丸井グループ、イオン、セブン&アイなどが先行

 政府の2050年カーボンニュートラル宣言に呼応し、脱炭素の取り組みに着手する小売業が目立つ。中でも丸井グループやイオン、セブン&アイ・ホールディングスなどが先行する。SDGs(持続可能な開発目標)やESGに対する課題解決の取り組みが企業の価値を高め、消費者の商品選択につながり始めている。社会・環境にまつわるさまざまな課題が顕在化し、ステークホルダー(利害関係者)の意識の変化に伴って、企業が世の中から求められる役割や責任は、ますます大きく、よりレベルの高いものになっている。

 脱炭素の具体的な取り組み内容をひも解くと、再生可能エネルギーへの転換が大きな柱になっている。19年5月の環境宣言「グリーンチャレンジ2050」に基づいた活動を進めているセブン&アイでは今年4月、イトーヨーカドーアリオ亀有店で再生可能エネルギー使用100%をスタート。オフサイトPPA(Power Purchase Agreement・電力販売契約)により、NTTアノードエナジーが千葉県香取市に建設したメガソーラーから長期的に電力供給を受ける。

 イオンは昨年12月に開業したイオンモール上尾で実質的に使用電力全てを再エネ化した。化石燃料由来の電力でないことを証明する「非化石証書」付きの電力を調達するとともに、東京ガスからもCO2を排出しないとみなすカーボンニュートラルの都市ガスの供給を受けた。イオンでは25年までにイオンモールが運営する国内全施設(155施設)で100%再エネ化を目指す。さらに150近いイオンタウン、300近いイオンリテールの総合スーパー(イオンやイオンスタイル)でも30年度の達成を見込む。

 J.フロント リテイリングは50年までにCO2実質ゼロを達成する方針で、まず30年までに17年に比べて60%削減を目指す。旗艦店の大丸心斎橋店(大阪市)などで先行して使用電力を全量再生エネに切り替えており、他店も順次転換する。

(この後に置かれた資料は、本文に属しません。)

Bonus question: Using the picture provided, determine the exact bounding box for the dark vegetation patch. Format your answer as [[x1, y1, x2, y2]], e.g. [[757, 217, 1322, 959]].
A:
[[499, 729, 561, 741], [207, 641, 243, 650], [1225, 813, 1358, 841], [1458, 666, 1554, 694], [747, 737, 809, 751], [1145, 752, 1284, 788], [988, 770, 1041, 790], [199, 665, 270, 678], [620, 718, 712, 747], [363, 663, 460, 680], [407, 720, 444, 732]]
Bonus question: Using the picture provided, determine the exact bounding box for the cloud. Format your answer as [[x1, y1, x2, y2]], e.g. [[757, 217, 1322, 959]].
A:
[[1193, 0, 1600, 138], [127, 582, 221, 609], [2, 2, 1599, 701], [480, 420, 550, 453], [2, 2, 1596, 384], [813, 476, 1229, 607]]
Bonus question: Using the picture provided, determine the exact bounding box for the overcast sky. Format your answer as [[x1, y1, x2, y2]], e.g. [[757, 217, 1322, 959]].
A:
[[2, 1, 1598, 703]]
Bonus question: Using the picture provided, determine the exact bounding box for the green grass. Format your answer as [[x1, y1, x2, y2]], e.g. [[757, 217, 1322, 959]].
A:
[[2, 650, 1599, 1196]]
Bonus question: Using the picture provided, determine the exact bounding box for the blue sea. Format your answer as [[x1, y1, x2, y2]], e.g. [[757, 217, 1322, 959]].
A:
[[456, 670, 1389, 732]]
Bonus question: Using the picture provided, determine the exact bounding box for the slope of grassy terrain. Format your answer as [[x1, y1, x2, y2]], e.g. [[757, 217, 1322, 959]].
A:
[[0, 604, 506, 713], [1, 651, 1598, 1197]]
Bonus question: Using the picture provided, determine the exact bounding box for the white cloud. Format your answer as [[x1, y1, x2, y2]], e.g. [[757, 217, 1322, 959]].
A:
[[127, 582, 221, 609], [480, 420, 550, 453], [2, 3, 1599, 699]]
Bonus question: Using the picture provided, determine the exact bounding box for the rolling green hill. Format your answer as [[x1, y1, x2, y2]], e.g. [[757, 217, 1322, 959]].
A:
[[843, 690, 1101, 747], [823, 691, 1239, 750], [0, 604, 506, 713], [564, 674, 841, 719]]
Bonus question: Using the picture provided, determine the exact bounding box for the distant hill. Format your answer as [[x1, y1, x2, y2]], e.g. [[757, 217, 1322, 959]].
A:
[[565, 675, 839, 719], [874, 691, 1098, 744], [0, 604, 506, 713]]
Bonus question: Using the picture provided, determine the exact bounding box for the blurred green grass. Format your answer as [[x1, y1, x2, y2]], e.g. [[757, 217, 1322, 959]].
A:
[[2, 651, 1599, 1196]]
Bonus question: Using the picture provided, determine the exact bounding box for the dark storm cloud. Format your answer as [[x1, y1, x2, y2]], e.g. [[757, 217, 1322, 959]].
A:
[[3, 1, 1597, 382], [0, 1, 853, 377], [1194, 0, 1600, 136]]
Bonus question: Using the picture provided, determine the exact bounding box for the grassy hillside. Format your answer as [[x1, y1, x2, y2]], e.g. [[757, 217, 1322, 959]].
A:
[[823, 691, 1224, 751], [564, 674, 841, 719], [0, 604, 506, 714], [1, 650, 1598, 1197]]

 イオンの吉田昭夫社長は「事業戦略そのものにGX、グリーントランスフォーメーションを導入する」と語る。同社は1200万本を超える植樹活動を30年にわたって行っており、この間では「サステナビリティ基本方針」や「環境指針」を掲げて、脱炭素社会の実現や資源循環の促進に取り組んできた。既にCO2排出削減では「イオン脱炭素ビジョン2050」の取り組みが進んでいる。

 ショッピングセンター(SC)と大型店で先行して30年までに店舗が年間で使用する電力71億キロワット(20年度)の50%で実現する中間目標を7月に示しており、さらに50年までとしていた店舗が排出するCO2をゼロにする目標を40年に前倒しすることも想定する。

 セブン&アイが11月に大阪府松原市に開業した大型商業施設「セブンパーク天美」。スーパーマーケットの「ライフ」が初出店するなど注目すべき点は多いが、特に目立つのが環境への配慮だ。国土交通省のサステナブル建築物等先導事業に採択。具体的には、館内で発生した生ごみを発酵させ、発生したメタンガスを電気と熱に変換して館内で利用する「バイオガス発電システム」を導入した。ごみの量では1日当たり約1トンの削減効果、発電量では年間で住宅35軒の電気量消費分相当の約17.5万キロワット時を目指すという。

 太陽光発電や最新のエネルギーマネジメントシステムにより、CO2の排出は従来比で40%削減。さらに過去の実績データや天気予報をもとに、エネルギー負荷予測、運転計画を最適化するシステムも導入した。